Behance is a portfolio site which means there’s not much engagement to be had between users. But they try to drive engagement through the Follow, Save and Appreciate buttons within the design page. It’s completely normal for us to see actions like this nowadays, but I point it out to make you think about where you can add helpful and valuable, micro-engagements in your designs.
3. Design's Name
This one is funky. On the home page, the card doesn’t display the design name. But on the Search and Filter page, it does. What do you think that means?
I don’t work for Behance, so I can’t tell you why they made that decision, but I can tell you what I think. The home page and the Search and Filter page are about two different purposes. The home page is 100% presentation and ease of access. It’s heavily curated for showing the “best of” categories! Sounds like it’s the perfect place to quickly and easily get inspiration and see fellow designers work.
The Search and Filter page is for...well, searching for projects. The curation gives way to a giant search bar and secondary filters. This page needs more data on the card because here users are looking for in-depth content that matches a specific search query.
You might also notice the priority and ease of access to the text search versus secondary filters like "Tools" and "Creative Fields". This, in combination with the “more data” paradigm on the search and filter page, tells us that Behance thinks that users will find it easier to use the text search over other filtering tools.
4. Number of Likes
Similar to Instagram, displaying likes is a way to gamify or psychologize engagement. Based on how users interact with the platform they might want to follow designers with a huge amount of likes or they may search for lesser-known designers and give them likes. Regardless, it's a bit of a measuring stick that Behance thinks it important to drive engagement - probably since it's the only way to interact with a design outside of being able to "follow" another designer.
5. Number of Views
Views are the foundation of most things on the web. If you are particularly cruel to yourself you might compare views to likes and base your worth on the corresponding percentage. Don’t do that - you’re amazing as you are :)

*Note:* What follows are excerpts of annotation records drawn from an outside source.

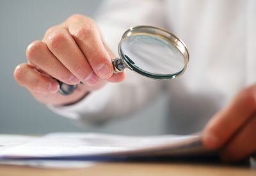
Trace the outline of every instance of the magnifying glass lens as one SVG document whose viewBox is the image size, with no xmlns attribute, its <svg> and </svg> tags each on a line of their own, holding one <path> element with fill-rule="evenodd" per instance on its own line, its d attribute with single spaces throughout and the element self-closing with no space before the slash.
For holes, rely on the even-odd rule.
<svg viewBox="0 0 256 176">
<path fill-rule="evenodd" d="M 124 40 L 121 50 L 127 61 L 141 71 L 154 74 L 173 74 L 184 67 L 177 47 L 154 36 L 138 35 Z"/>
<path fill-rule="evenodd" d="M 188 61 L 188 52 L 181 40 L 150 26 L 126 31 L 118 49 L 120 57 L 134 71 L 153 79 L 173 79 L 183 74 Z"/>
</svg>

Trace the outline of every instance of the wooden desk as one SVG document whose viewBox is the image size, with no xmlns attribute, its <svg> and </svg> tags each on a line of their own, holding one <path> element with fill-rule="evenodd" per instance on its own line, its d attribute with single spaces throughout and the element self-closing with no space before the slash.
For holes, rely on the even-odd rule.
<svg viewBox="0 0 256 176">
<path fill-rule="evenodd" d="M 0 165 L 0 175 L 256 175 L 256 168 L 198 163 L 99 163 L 79 169 Z"/>
</svg>

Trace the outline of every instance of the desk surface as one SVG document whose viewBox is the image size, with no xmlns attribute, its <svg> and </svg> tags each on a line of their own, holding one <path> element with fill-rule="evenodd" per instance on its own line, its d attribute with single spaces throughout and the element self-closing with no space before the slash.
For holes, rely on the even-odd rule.
<svg viewBox="0 0 256 176">
<path fill-rule="evenodd" d="M 256 168 L 197 163 L 99 163 L 79 169 L 0 165 L 0 175 L 256 175 Z"/>
</svg>

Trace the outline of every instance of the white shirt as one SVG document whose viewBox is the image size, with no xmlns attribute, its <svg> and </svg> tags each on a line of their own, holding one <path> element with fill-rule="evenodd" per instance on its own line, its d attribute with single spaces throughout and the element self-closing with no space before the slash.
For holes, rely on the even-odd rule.
<svg viewBox="0 0 256 176">
<path fill-rule="evenodd" d="M 88 122 L 120 117 L 167 90 L 168 111 L 180 128 L 202 128 L 240 90 L 256 81 L 256 1 L 112 0 L 104 2 L 97 22 L 117 54 L 122 33 L 131 26 L 155 26 L 181 38 L 190 56 L 177 79 L 152 81 L 127 71 L 120 83 L 109 83 L 75 105 L 51 108 Z"/>
</svg>

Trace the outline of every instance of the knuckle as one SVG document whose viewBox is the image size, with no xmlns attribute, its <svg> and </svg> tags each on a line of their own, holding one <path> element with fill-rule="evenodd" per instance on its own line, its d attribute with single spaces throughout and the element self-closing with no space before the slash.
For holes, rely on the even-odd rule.
<svg viewBox="0 0 256 176">
<path fill-rule="evenodd" d="M 83 62 L 79 65 L 76 65 L 72 67 L 73 74 L 78 77 L 83 77 L 83 79 L 87 76 L 86 73 L 92 72 L 90 65 L 87 62 Z"/>
<path fill-rule="evenodd" d="M 35 83 L 32 84 L 31 90 L 33 92 L 41 92 L 42 90 L 42 83 L 45 81 L 43 76 L 38 76 L 35 81 Z"/>
<path fill-rule="evenodd" d="M 51 32 L 47 38 L 47 45 L 49 48 L 58 47 L 68 38 L 68 33 L 65 29 L 54 30 Z"/>
<path fill-rule="evenodd" d="M 56 26 L 51 27 L 47 30 L 46 30 L 45 33 L 45 36 L 49 36 L 54 31 L 56 31 L 56 29 L 57 29 L 57 26 Z"/>
<path fill-rule="evenodd" d="M 87 24 L 78 28 L 73 35 L 76 40 L 85 42 L 88 38 L 93 36 L 96 31 L 97 28 L 94 25 Z"/>
<path fill-rule="evenodd" d="M 33 42 L 27 47 L 26 51 L 26 55 L 28 60 L 31 61 L 35 58 L 36 56 L 39 54 L 41 51 L 43 49 L 44 44 L 42 42 L 36 40 Z"/>
</svg>

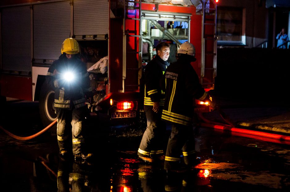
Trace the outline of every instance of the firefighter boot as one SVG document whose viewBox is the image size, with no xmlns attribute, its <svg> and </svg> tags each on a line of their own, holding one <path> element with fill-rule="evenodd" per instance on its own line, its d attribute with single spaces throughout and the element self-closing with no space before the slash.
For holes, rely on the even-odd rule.
<svg viewBox="0 0 290 192">
<path fill-rule="evenodd" d="M 60 150 L 60 156 L 61 157 L 67 156 L 68 153 L 68 151 L 65 149 L 62 149 Z"/>
<path fill-rule="evenodd" d="M 74 156 L 75 160 L 80 159 L 86 159 L 87 158 L 93 157 L 93 153 L 85 153 L 81 152 L 74 155 Z"/>
</svg>

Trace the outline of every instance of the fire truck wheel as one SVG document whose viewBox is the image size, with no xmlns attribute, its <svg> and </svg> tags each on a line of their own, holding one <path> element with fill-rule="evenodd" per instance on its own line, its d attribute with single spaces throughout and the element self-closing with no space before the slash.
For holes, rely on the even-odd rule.
<svg viewBox="0 0 290 192">
<path fill-rule="evenodd" d="M 41 87 L 39 98 L 39 112 L 44 127 L 56 119 L 54 107 L 54 90 L 46 82 Z M 56 124 L 49 129 L 50 132 L 56 133 Z"/>
</svg>

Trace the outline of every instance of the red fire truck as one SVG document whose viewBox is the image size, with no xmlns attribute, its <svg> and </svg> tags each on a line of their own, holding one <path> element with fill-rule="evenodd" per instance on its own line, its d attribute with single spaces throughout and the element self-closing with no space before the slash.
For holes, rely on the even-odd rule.
<svg viewBox="0 0 290 192">
<path fill-rule="evenodd" d="M 171 42 L 172 61 L 182 42 L 193 44 L 197 59 L 193 67 L 204 87 L 213 89 L 216 75 L 216 1 L 2 1 L 1 95 L 39 101 L 44 125 L 54 120 L 54 91 L 46 84 L 45 77 L 68 37 L 78 42 L 88 69 L 108 56 L 106 71 L 89 72 L 95 93 L 91 109 L 107 113 L 113 120 L 134 120 L 142 111 L 143 67 L 154 56 L 154 46 L 160 41 Z M 199 105 L 196 110 L 208 109 Z"/>
</svg>

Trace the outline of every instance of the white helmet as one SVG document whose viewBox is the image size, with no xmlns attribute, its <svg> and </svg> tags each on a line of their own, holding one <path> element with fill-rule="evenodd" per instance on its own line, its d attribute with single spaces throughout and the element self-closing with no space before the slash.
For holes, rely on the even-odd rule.
<svg viewBox="0 0 290 192">
<path fill-rule="evenodd" d="M 177 53 L 186 54 L 195 57 L 195 48 L 193 45 L 190 43 L 185 42 L 180 45 Z"/>
</svg>

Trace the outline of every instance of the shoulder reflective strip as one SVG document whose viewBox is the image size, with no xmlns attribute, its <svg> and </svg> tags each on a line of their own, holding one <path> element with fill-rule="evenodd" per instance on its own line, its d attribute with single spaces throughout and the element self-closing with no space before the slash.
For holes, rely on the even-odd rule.
<svg viewBox="0 0 290 192">
<path fill-rule="evenodd" d="M 53 81 L 53 85 L 55 87 L 59 88 L 58 82 L 58 81 L 57 81 L 57 79 L 55 79 L 54 81 Z"/>
<path fill-rule="evenodd" d="M 153 106 L 153 102 L 146 102 L 145 101 L 144 102 L 144 105 L 152 105 Z"/>
<path fill-rule="evenodd" d="M 146 85 L 144 86 L 144 97 L 146 97 Z"/>
<path fill-rule="evenodd" d="M 188 122 L 180 120 L 180 119 L 174 119 L 170 117 L 168 117 L 168 116 L 166 116 L 163 114 L 161 118 L 167 120 L 168 121 L 171 121 L 173 123 L 177 123 L 181 124 L 182 125 L 190 125 L 190 123 Z"/>
<path fill-rule="evenodd" d="M 188 156 L 190 155 L 192 155 L 193 154 L 194 154 L 195 153 L 195 151 L 194 150 L 193 150 L 189 152 L 185 152 L 184 151 L 182 152 L 182 154 L 183 155 L 183 156 Z"/>
<path fill-rule="evenodd" d="M 143 154 L 143 155 L 150 155 L 150 152 L 147 152 L 147 151 L 143 151 L 140 148 L 138 149 L 138 152 L 141 153 L 141 154 Z"/>
<path fill-rule="evenodd" d="M 64 104 L 58 104 L 57 103 L 55 103 L 54 106 L 55 107 L 58 107 L 59 108 L 69 108 L 69 105 L 64 105 Z"/>
<path fill-rule="evenodd" d="M 207 93 L 206 92 L 205 92 L 205 93 L 203 94 L 203 95 L 199 99 L 197 99 L 197 100 L 199 100 L 199 101 L 202 101 L 206 97 L 206 96 L 207 96 Z"/>
<path fill-rule="evenodd" d="M 52 76 L 53 77 L 55 76 L 55 75 L 54 74 L 52 73 L 50 73 L 50 72 L 48 72 L 46 75 L 48 75 L 48 76 Z"/>
<path fill-rule="evenodd" d="M 59 141 L 64 141 L 68 139 L 68 136 L 64 136 L 64 137 L 62 137 L 61 136 L 57 136 L 57 140 Z"/>
<path fill-rule="evenodd" d="M 150 97 L 144 97 L 144 101 L 151 101 L 151 98 Z"/>
<path fill-rule="evenodd" d="M 64 98 L 64 88 L 60 89 L 60 99 Z"/>
<path fill-rule="evenodd" d="M 83 143 L 84 141 L 83 139 L 73 139 L 72 144 Z"/>
<path fill-rule="evenodd" d="M 167 156 L 165 156 L 165 161 L 179 161 L 180 160 L 180 158 L 176 158 L 175 157 L 171 157 Z"/>
<path fill-rule="evenodd" d="M 54 102 L 59 104 L 69 104 L 70 101 L 69 100 L 58 100 L 55 99 Z"/>
<path fill-rule="evenodd" d="M 168 111 L 171 111 L 171 106 L 172 106 L 172 103 L 173 102 L 173 99 L 175 94 L 175 90 L 176 89 L 176 81 L 174 80 L 173 81 L 173 87 L 172 88 L 172 91 L 171 92 L 171 96 L 170 97 L 170 99 L 169 101 L 169 105 L 168 106 Z"/>
<path fill-rule="evenodd" d="M 161 153 L 163 153 L 163 150 L 158 150 L 158 151 L 151 151 L 150 152 L 150 154 L 160 154 Z"/>
<path fill-rule="evenodd" d="M 187 117 L 186 116 L 185 116 L 184 115 L 182 115 L 177 114 L 177 113 L 172 113 L 172 112 L 169 112 L 169 111 L 167 111 L 166 110 L 164 110 L 163 111 L 162 113 L 168 115 L 172 116 L 174 117 L 176 117 L 176 118 L 178 118 L 179 119 L 184 119 L 187 121 L 191 121 L 192 119 L 192 118 L 190 118 L 190 117 Z"/>
<path fill-rule="evenodd" d="M 147 93 L 148 94 L 148 95 L 150 95 L 151 94 L 154 94 L 155 93 L 157 93 L 158 91 L 157 91 L 157 89 L 154 89 L 153 90 L 151 90 L 151 91 L 149 91 Z"/>
</svg>

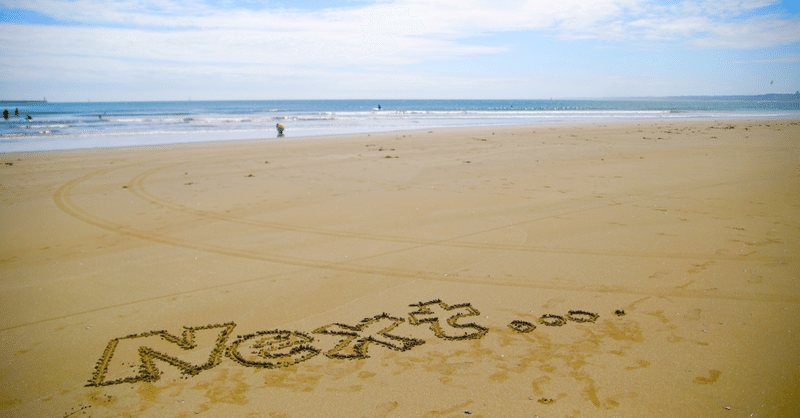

Views are another way of driving engagement on content that is generally non-interactable as well.
The cards on Behance do two things. They present the most important data to the users and they show just enough data to entice engagement and curiosity.
I’d like to point out there at there is not “Show More” or “More Details” on the cards. Behance has shown it’s commitment to Hick’s Law by restricting the amount of data you see on the cards. Generally speaking, when in doubt, show less data.